Ore 18.40 – Termina l’intervento di Caudo. Prende la parola Marco Castagna per illustrare la situazione relativa agli altri stadi europei.

Ore 17.55 – Prende la parola Giovanni Caudo, che usa delle slide per spiegare il progetto: “Servirebbe più chiarezza per trattare un progetto come quello di Tor di Valle, perché altrimenti si rischia di danneggiare la città. Noi vorremmo che si dicesse sì con trasparenza, o altrimenti no ma con coerenza di ciò che si scrive e si dice, ovvero la voglia di chi governa di bloccare tutto. Ci saremmo aspettati che si prendesse una decisione chiara al momento del cambio dell’amministrazione. Il rischio è di percorrere una strada che porta a problematiche. L’aver inviato alla Regione un progetto che non si condivide, trasforma la Conferenza dei Servizi da un qualcosa di tecnico a un qualcosa di politico, con trattative. È un disastro, sono danni per tutti. Se è sì e siamo rigorosi, se è no diciamo no e siamo altrettanto rigorosi. Lo stadio sono 60mila spettatori per cui servirebbero 160mila metri cubi, cosa che rientra nel piano regolatore. 160 mila metri cubi equivalgono a 1403 baitanti. A parità di cubi lo stadio ha un carico urbanistico di circa 50 volte superiore. La prima proposta presentata con lo studio di Fattibilità prevedeva: 270 milioni di opere di urbanizzazione, il 76% sono per strade e parcheggi. Solo 10 milioni sono per infrastrutture di trasporto su ferro (contributo per il prolungamento della metro B a Tor di Valle). Dei 60 mila utenti dello stadio solo 15400, il 25%, utilizzerà il TPL su ferro. La proposta modificata invece prevede: 319,4 milioni di opere di urbanizzazione, il 62% sono per strade e parcheggi. 57 milioni di euro sono per infrastrutture di trasporto su ferro, il 47% rispetto alla proposta presentata. Dei 60 mila utenti dello stadio circa il 50% utilizzerà il TPL su ferro. Non ne posso più della vicenda “non facciamo la metropolitana”. A Tor di Valle devono essereci 16 treni l’ora. Nella delibera non c’è scritto che deve essere obbligatorio il prolungamento della Metro B. Per arrivare a Tor di Valle servono 16 treni l’ora, possono essere 8 via metro e 8 via Roma-Lido o anche 16 tramite la Roma-Lido. Deciderà la conferenza dei servizi. Il bacino di utenti che andrà allo stadio è concentrato nel centro città, mentre la Roma-Lido si concentra sulle aree esterne. Per questo si preferiva la soluzione della metro B, si erano fatte considerazione di carattere trasportistico.

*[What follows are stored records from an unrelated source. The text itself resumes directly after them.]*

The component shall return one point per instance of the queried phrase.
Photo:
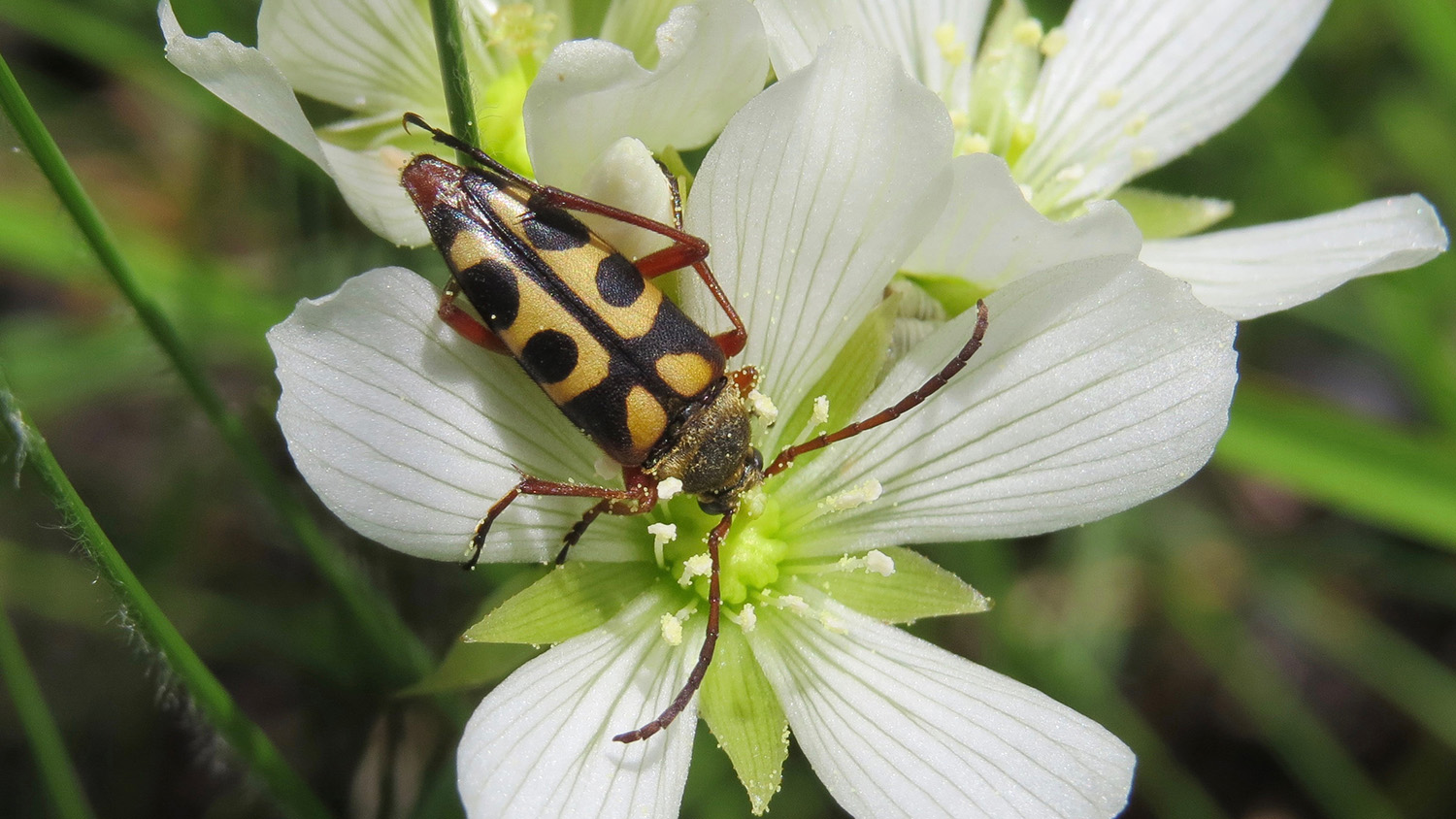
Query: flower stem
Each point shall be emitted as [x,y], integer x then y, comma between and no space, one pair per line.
[454,72]
[143,614]
[57,772]
[393,643]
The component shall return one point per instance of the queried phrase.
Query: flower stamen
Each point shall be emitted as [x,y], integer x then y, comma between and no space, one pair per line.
[696,566]
[663,534]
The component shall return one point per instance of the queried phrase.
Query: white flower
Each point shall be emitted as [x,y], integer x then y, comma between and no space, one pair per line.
[378,60]
[1101,383]
[1121,87]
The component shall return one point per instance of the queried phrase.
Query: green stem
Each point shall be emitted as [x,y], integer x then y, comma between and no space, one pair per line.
[143,614]
[55,767]
[392,641]
[454,72]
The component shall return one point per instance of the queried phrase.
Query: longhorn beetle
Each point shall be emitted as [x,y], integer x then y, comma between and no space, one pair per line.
[620,360]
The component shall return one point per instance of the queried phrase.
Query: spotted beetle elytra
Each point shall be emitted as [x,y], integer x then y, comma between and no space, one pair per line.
[619,358]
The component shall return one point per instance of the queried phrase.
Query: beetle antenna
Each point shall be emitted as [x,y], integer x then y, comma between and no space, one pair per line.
[785,458]
[705,655]
[451,142]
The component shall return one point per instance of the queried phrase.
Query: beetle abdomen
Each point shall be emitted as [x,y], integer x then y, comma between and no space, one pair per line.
[617,357]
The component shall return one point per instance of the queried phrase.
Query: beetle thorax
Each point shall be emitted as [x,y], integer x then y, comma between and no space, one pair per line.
[711,449]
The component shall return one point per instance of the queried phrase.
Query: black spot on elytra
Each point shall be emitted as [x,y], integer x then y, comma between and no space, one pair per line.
[553,229]
[619,281]
[602,413]
[549,357]
[492,291]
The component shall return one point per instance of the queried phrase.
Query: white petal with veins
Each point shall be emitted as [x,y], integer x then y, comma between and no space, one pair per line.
[1101,384]
[896,726]
[810,200]
[541,742]
[410,434]
[1252,271]
[1191,67]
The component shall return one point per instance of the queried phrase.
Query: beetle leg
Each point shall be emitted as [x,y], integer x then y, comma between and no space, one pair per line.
[705,655]
[634,499]
[466,325]
[579,528]
[785,458]
[644,496]
[686,249]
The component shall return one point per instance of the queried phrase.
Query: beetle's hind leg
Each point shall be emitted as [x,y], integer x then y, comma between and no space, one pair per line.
[705,655]
[466,325]
[579,528]
[644,496]
[638,496]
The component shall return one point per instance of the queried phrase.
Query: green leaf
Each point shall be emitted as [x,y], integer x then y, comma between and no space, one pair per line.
[571,600]
[745,714]
[917,588]
[1362,467]
[1168,215]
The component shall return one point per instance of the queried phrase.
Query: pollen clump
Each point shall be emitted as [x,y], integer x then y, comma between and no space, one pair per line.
[858,495]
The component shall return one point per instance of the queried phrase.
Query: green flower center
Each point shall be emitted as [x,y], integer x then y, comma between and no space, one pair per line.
[748,556]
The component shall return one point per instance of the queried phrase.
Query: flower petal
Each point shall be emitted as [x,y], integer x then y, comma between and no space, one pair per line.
[591,92]
[250,83]
[1141,82]
[369,182]
[896,726]
[364,55]
[626,177]
[1252,271]
[1101,384]
[811,198]
[797,29]
[244,79]
[541,743]
[990,235]
[410,434]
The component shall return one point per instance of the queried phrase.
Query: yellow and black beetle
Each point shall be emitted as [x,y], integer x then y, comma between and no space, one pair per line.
[619,358]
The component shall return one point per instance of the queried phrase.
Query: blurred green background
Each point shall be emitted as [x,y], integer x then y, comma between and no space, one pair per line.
[1274,639]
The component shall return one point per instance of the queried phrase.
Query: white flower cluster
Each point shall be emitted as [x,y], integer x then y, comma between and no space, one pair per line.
[1104,380]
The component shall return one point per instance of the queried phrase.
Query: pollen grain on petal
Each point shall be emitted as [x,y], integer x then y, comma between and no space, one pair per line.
[747,618]
[858,495]
[695,566]
[879,563]
[763,408]
[672,630]
[667,489]
[820,410]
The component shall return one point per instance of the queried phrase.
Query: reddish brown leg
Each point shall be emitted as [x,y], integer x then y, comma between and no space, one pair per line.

E’ uno stadio che ha tre uscite pedonali, è stata una cosa imposta anche dal Prefetto. Non so su quale carta si dice che l’area dello stadio è esondabile, non lo dice nessuno. Ma qualcuno usa ancora questa parola ‘esondazione’ per l’area… Sono stati previsti 10 milioni di euro per la messa in sicurezza del Fosso di Vallerano. La cui area è esterna a quella dove sorgerà lo stadio. Le opere pubbliche sono obbligatorie, quindi da realizzarsi anche se crescono i costi. E’ previsto nella delibera che si può ridurre la SUL. Se un’opera pubblica la fa il pubblico automaticamente si riduce la SUL. Se il Comune metti i soldi fa le opere pubbliche e quindi non ci sono i grattacieli. Le opere pubbliche valgono 195 milioni di euro. La patrimonializzazione pubblica è di 363 milioni totali ed era di 270 milioni quando ci è arrivata la proposta iniziale. Un’incidenza del 25% sul totale dell’intervento sullo Stadio della Roma (totale 1,5 miliardi di euro). Il privato si assume il rischio di impresa della realizzazione degli uffici (le torri), ma restituisce il 100% (calcolata in 805 euro/mq) al Comune.

Il pubblico porta a casa 281 € al metro cubo in questa operazione. Vediamo alcuni esempi: Porta di Roma porta 41 €/mc, Ponte di Nona 51 €/mc. Noi volevamo che lo stadio fosse la prima opera per dare vita ad un rapporto pubblico-privato come nelle altre grandi città europee. Noi volevamo fare il contrario rispetto a quanto fatto fino ad oggi con le grandi operazioni, a Porta di Roma non ci sono neanche i soldi per tenere le luci accese”.